Der Neuzuzüger-Apéro führte die Teilnehmenden in die Hallen und ins Museum der Firma Greuter-Jersey AG.
Hannelore Bruderer
Die Gäste lassen sich von Andreas Greuter die Maschinen erklären. (Bild: Hannelore Bruderer)

Die Gäste lassen sich von Andreas Greuter die Maschinen erklären. (Bild: Hannelore Bruderer)

Rund zwei Dutzend Personen folgten der Einladung zum Neuzuzüger-Apéro. Zuerst tauchten sie in ein Stück Industriegeschichte ihres neuen Wohnortes ein. Aufgeteilt in zwei Gruppen, besuchten sie das Museum der Greuter-Fashion AG und die Ausstellung der Greuter-Jersey AG.
In der Ausstellung der Greuter-Jersey AG wurden die Neuzuzüger dann von Annie Greuter und Caroline Sauter-Greuter begrüsst. Mittels eines Films und einer grossen Vielfalt an Stoffen führten sie die Besucher zurück in die Zeit, in der Greuter-Jersey aus Sulgen ein weltweiter Begriff war.

Ihre zwei kleinen Kinder Nick und Lynn tragend, folgten auch Tobias und Andrea Marti ihrer Gruppe durch die Greuter-Räumlichkeiten. Die junge Familie wohnt seit April in Sulgen. «Wir haben uns nach einer Erdgeschoss-Wohnung in einer Ortschaft mit einer guten Infrastruktur umgeschaut», sagt Tobias Marti. Im Auwiesenquartier sind sie fündig geworden. «Kindergarten und Schulen befinden sich in nächster Nähe und auch der Bahnhof ist gut zu erreichen.»

Den Kontakt immer aufrecht erhalten

Eine Art Heimkommen war der Umzug nach Sulgen für Urs Kamm. Er sei in Sulgen aufgewachsen und habe die letzten 40 Jahre im Kanton Zürich verbracht, sagt er.

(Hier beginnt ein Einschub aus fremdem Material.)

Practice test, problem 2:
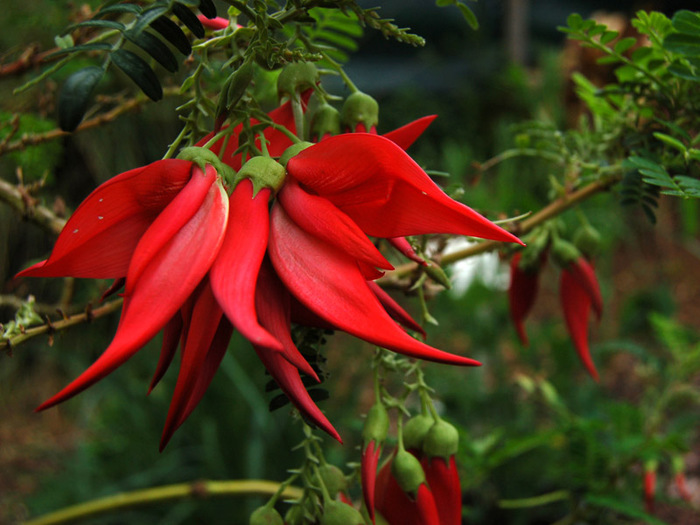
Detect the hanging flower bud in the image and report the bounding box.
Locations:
[248,505,284,525]
[340,91,379,133]
[421,419,462,525]
[644,459,658,514]
[321,500,365,525]
[277,62,319,100]
[311,103,340,142]
[361,402,389,522]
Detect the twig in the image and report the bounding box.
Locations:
[24,479,302,525]
[0,298,123,350]
[377,175,621,284]
[0,179,66,234]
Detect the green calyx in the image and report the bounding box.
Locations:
[340,91,379,131]
[402,414,435,450]
[234,157,287,196]
[391,449,425,496]
[321,500,365,525]
[422,419,459,461]
[574,224,600,257]
[313,463,348,498]
[279,142,313,168]
[277,62,319,100]
[248,506,284,525]
[362,403,389,447]
[311,103,340,139]
[177,146,234,181]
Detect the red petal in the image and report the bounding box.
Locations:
[268,206,480,366]
[367,281,427,339]
[148,312,183,394]
[209,179,282,350]
[17,159,192,279]
[287,133,520,242]
[255,259,320,376]
[421,456,462,525]
[278,178,394,270]
[254,346,343,443]
[383,115,437,150]
[160,281,225,450]
[559,270,598,381]
[37,172,228,410]
[362,440,382,523]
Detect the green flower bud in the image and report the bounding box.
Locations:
[236,157,287,196]
[423,419,459,461]
[321,500,365,525]
[362,403,389,447]
[340,91,379,132]
[391,450,425,496]
[279,142,313,168]
[248,506,284,525]
[313,464,348,498]
[574,224,600,257]
[403,414,435,450]
[277,62,319,100]
[311,104,340,140]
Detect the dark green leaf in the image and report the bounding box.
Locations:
[131,3,169,35]
[173,3,204,38]
[199,0,216,18]
[46,42,112,59]
[64,20,126,34]
[58,66,104,131]
[664,33,700,56]
[95,4,143,18]
[615,36,637,55]
[110,49,163,101]
[124,31,178,73]
[671,10,700,35]
[151,16,192,56]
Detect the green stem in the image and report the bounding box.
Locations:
[24,480,301,525]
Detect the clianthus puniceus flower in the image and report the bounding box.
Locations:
[19,94,519,448]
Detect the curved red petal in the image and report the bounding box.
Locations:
[268,206,480,366]
[209,179,282,350]
[559,269,599,381]
[361,440,382,523]
[287,133,522,244]
[160,280,223,450]
[278,178,394,270]
[17,159,191,279]
[383,115,437,150]
[255,259,320,376]
[367,281,427,339]
[125,164,217,295]
[37,176,228,410]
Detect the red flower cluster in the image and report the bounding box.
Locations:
[508,241,603,381]
[19,95,518,448]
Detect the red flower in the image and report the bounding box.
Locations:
[19,104,518,448]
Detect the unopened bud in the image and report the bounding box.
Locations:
[340,91,379,132]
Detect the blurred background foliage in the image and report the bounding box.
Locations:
[0,0,700,525]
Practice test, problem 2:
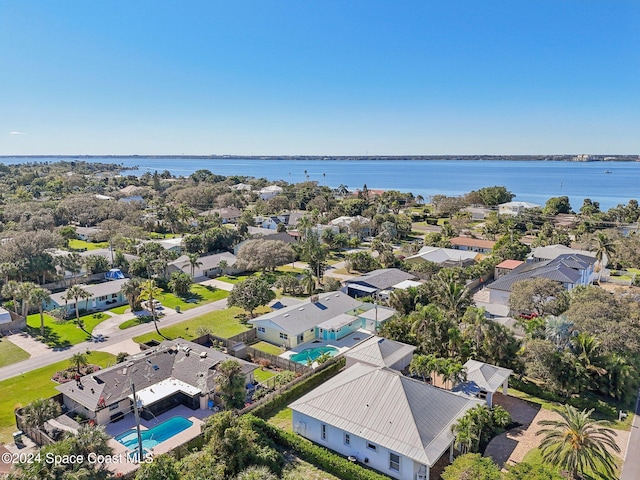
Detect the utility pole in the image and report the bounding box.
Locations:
[129,377,144,463]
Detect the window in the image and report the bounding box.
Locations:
[389,452,400,472]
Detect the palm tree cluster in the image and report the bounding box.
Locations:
[451,405,511,453]
[536,405,620,479]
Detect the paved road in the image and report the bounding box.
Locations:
[0,298,227,380]
[620,391,640,480]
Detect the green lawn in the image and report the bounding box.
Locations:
[109,303,131,315]
[27,313,110,348]
[0,338,31,367]
[156,284,229,310]
[216,273,255,285]
[251,342,283,355]
[69,240,109,250]
[253,368,277,382]
[133,307,250,343]
[0,352,116,442]
[266,404,293,432]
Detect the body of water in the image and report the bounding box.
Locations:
[0,157,640,210]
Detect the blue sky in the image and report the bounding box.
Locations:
[0,0,640,155]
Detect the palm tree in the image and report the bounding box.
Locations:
[140,279,164,337]
[69,352,89,375]
[300,268,316,295]
[62,285,91,325]
[2,280,20,313]
[29,287,51,337]
[21,398,62,427]
[536,405,620,479]
[590,232,616,281]
[187,253,202,278]
[120,277,142,312]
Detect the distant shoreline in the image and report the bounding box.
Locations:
[0,154,640,163]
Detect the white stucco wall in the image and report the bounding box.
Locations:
[293,410,426,480]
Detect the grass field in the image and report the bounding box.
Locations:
[156,284,229,310]
[0,338,31,367]
[133,307,249,343]
[27,313,109,348]
[0,352,116,443]
[69,240,109,250]
[251,342,283,355]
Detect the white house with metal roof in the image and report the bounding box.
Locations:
[344,336,417,371]
[452,360,513,407]
[249,292,395,348]
[290,363,484,480]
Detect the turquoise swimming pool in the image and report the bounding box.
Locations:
[115,417,193,449]
[289,347,339,364]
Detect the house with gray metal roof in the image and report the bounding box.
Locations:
[56,339,256,425]
[344,336,417,371]
[249,292,395,348]
[344,268,416,298]
[486,254,595,305]
[452,360,513,407]
[290,363,484,480]
[44,278,129,315]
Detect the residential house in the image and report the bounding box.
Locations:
[527,244,596,262]
[329,215,371,237]
[168,252,242,278]
[342,268,416,298]
[451,360,513,407]
[0,307,27,335]
[405,246,482,267]
[290,363,484,480]
[344,336,417,371]
[259,185,283,200]
[249,292,395,348]
[56,339,256,425]
[498,202,540,216]
[486,254,595,305]
[199,206,242,224]
[449,237,496,253]
[493,260,524,280]
[44,278,128,315]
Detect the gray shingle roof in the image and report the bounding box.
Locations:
[56,339,256,411]
[290,363,484,466]
[249,292,362,334]
[347,268,416,290]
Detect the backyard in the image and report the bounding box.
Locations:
[133,307,250,343]
[27,313,109,348]
[0,337,30,367]
[0,352,115,443]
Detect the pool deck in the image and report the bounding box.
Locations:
[280,328,373,366]
[106,405,213,475]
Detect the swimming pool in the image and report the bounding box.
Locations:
[289,347,339,364]
[115,416,193,449]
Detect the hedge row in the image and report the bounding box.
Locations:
[247,414,390,480]
[251,357,345,418]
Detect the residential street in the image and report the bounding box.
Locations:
[620,392,640,480]
[0,299,227,380]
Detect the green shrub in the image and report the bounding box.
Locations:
[247,415,389,480]
[251,357,346,418]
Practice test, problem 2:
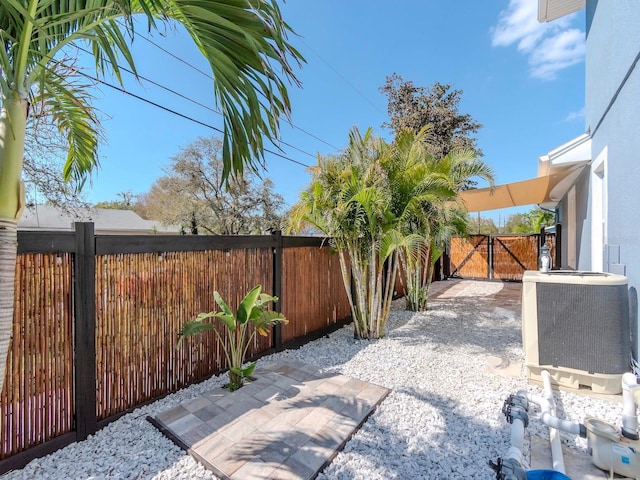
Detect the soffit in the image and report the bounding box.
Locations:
[538,0,585,23]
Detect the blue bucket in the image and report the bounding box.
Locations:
[527,470,571,480]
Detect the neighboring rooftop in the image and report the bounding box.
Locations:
[18,205,179,235]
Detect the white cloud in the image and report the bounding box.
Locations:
[491,0,584,80]
[564,107,584,122]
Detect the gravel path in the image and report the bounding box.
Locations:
[3,282,621,480]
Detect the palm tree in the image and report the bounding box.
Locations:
[0,0,303,390]
[391,127,493,311]
[288,128,404,339]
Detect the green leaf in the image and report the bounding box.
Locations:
[215,312,237,332]
[213,290,233,316]
[177,314,215,348]
[237,285,262,324]
[242,362,257,378]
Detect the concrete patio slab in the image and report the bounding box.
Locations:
[149,361,390,480]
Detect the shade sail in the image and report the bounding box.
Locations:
[458,165,584,212]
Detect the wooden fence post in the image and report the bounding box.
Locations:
[555,223,562,268]
[273,230,283,350]
[73,222,97,441]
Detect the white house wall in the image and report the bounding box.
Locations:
[578,0,640,352]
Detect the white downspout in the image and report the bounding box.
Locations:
[540,370,566,473]
[622,372,640,440]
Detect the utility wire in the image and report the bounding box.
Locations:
[76,45,316,158]
[300,38,387,115]
[135,31,340,150]
[78,71,311,168]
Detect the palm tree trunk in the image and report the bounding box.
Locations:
[0,93,27,392]
[0,219,18,392]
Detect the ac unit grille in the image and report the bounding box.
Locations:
[536,283,630,374]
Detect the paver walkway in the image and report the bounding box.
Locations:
[149,361,389,480]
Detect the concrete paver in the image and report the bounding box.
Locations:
[152,361,389,480]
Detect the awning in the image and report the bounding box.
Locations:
[458,165,584,212]
[458,133,591,212]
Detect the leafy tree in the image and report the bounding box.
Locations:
[0,0,302,390]
[288,128,404,339]
[466,215,498,235]
[22,70,89,213]
[380,73,482,158]
[93,190,136,210]
[134,137,285,235]
[391,127,494,311]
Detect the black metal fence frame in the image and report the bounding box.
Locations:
[0,222,351,475]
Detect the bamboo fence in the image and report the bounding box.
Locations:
[281,247,351,342]
[96,249,272,419]
[449,235,489,278]
[0,253,74,458]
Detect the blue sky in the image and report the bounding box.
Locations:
[75,0,584,225]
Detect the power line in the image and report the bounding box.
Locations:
[78,71,311,168]
[130,31,340,150]
[76,45,316,158]
[300,38,386,115]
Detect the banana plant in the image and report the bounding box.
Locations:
[178,285,288,391]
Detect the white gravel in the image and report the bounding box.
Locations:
[3,282,622,480]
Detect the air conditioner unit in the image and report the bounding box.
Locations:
[522,270,631,394]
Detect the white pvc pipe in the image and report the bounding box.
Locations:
[540,370,566,473]
[518,391,580,435]
[622,372,640,434]
[505,418,524,465]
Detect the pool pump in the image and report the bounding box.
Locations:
[489,370,640,480]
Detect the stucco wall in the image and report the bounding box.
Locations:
[580,0,640,360]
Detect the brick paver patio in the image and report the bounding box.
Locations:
[149,361,389,480]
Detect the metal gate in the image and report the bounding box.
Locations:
[445,233,556,281]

Den Kontakt nach Sulgen habe er immer aufrechterhalten. «Sulgen ist eine angenehme Wohngemeinde, die sich wirtschaftlich gut entwickelt hat», sagt Kamm anerkennend.

Für den Apéro wechselten die Gäste in die Cafeteria des Seniorenzentrums Region Sulgen. Dort stellten sich die Gemeinderäte den neuen Mitbürgern vor und Gemeindepräsident Andreas Opprecht präsentierte ihnen die wichtigsten Eckdaten zu ihrem neuen Wohnort.